Les années à venir vont être très compliquées pour les jeunes. Il faut faire du diversifié, ça donne plus de travail, on fait du chanvre aussi. Aux infos on ne parle pas du suicide dans le monde paysan. Je suis allé manifester à Aubusson, mais je n’aime pas quand ça démoli. Le territoire évolue beaucoup, les populations changent, les nouveaux on les appellent les « babos », en 70 c’étaient les hippies. Il y a des jeunes qui ne veulent pas travailler, ils vivent des aides de l’État. Ca crée des tensions.
Je suis aussi pompier volontaire aussi, ça fait découvrir des gens et les équipiers sont sympas. Il y a deux ans on étaient 5, maintenant on est 16. »
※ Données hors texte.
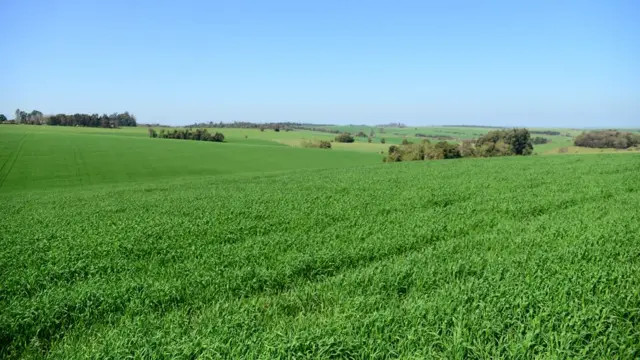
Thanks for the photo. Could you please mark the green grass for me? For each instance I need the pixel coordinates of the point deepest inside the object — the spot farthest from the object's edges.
(45, 157)
(519, 257)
(1) Depuis quelques années, un concept devient synonyme de la qualité du bien vivre ensemble : « l’attachement au territoire ». Une trame d’espaces et trame de temps constituées par des humains ou s’inventent, s’expérimentent et se développent des formes d’usages communs et de résistance à ce qui se présente comme la norme imposée de gouvernance et de son administration. Où les manières de vivre se conjuguent avec les autres vivants – animaux, flore, sol, eau et air - qui les habitent, les traversent, les sentent, les pensent, les rêvent. Quand aussi le territoire n’est plus l’idée très ambigüe d’une « identité d’appartenance », avec ses dérives excluantes toujours possibles, mais qu’il se vit et se veut comme un tissus de relations vivantes, de transversalités et de transformation où s’exercent des formes collectives et d’innovation du vivre ensemble, où le sens de l’histoire n’est pas aussi univoque que la puissance de l’État sur une collectivité humaine.
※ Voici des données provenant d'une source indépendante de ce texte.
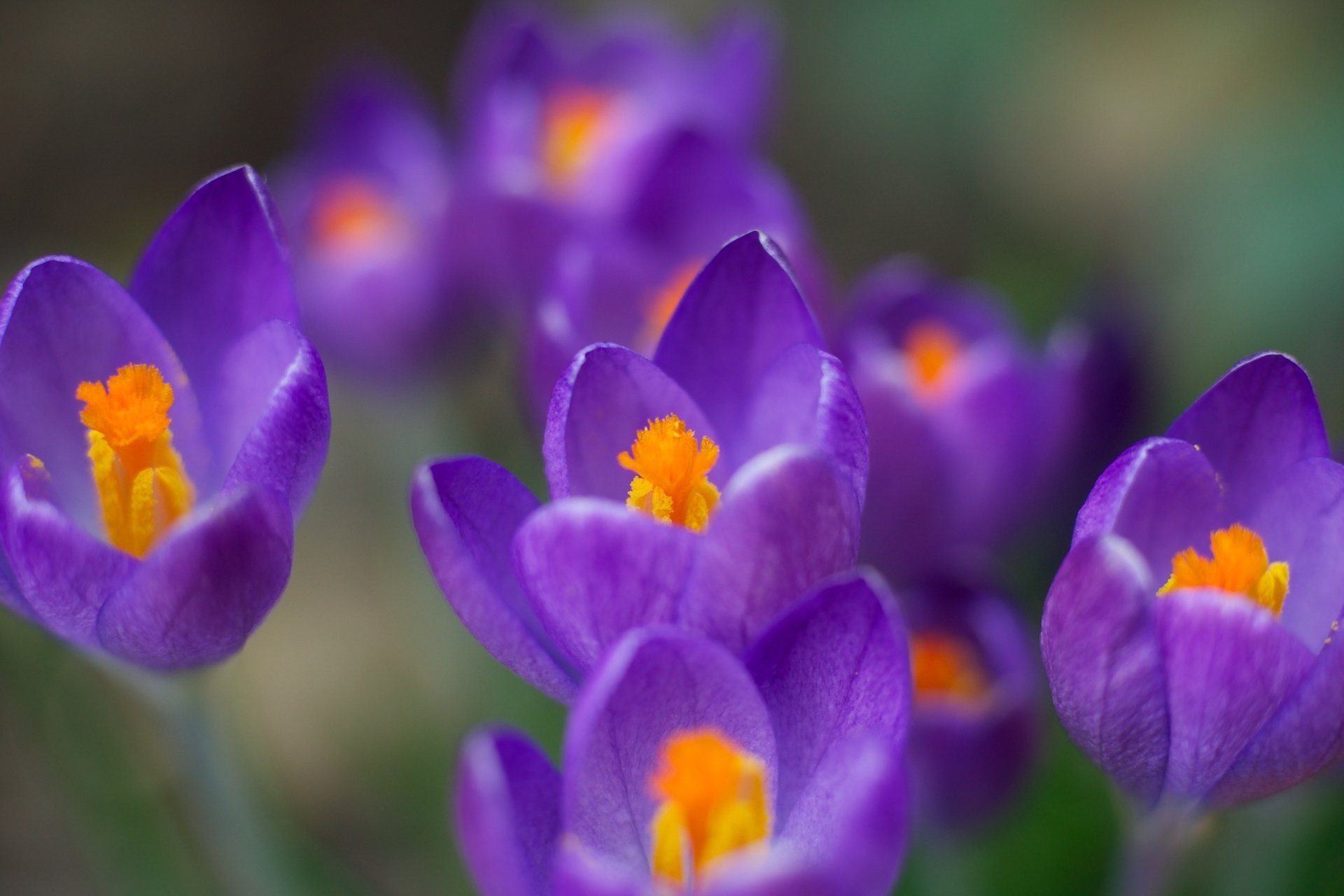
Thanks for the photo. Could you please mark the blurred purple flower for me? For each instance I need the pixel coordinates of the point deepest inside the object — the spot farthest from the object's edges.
(974, 719)
(158, 523)
(1189, 636)
(687, 770)
(971, 425)
(547, 589)
(366, 198)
(2) Wikipedia : « L’affaire de Tarnac » commence le 11 novembre 2008 lorsque Julien Coupat est arrêté par la police antiterroriste avec neuf autres personnes placées en garde à vue dans le cadre d’un enquête sur le sabotage de plusieurs lignes de TGV. Ils sont arrêtés et désignés par Michèle Alliot Marie, alors ministre de l’intérieur, comme formant en bande organisée un groupuscule « ultra-gauche, mouvance anarcho-autonome ». Plusieurs procès sont engagés, la charge de terrorisme est abandonnée, jusqu’au jugement de la chambre correctionnelle du tribunal de grande instance de Paris qui déclare : « L’audience a permis de comprendre que le groupe de Tarnac était une fiction ». L’affaire de Tarnac est considérée comme un fiasco judiciaire. Elle a toutefois lourdement pesé sur une suspicion par certains services de l’Etat , et non encore complètement éteinte, à l’égard de villages qui avec les valeurs de solidarité prônent celle de l’accueil.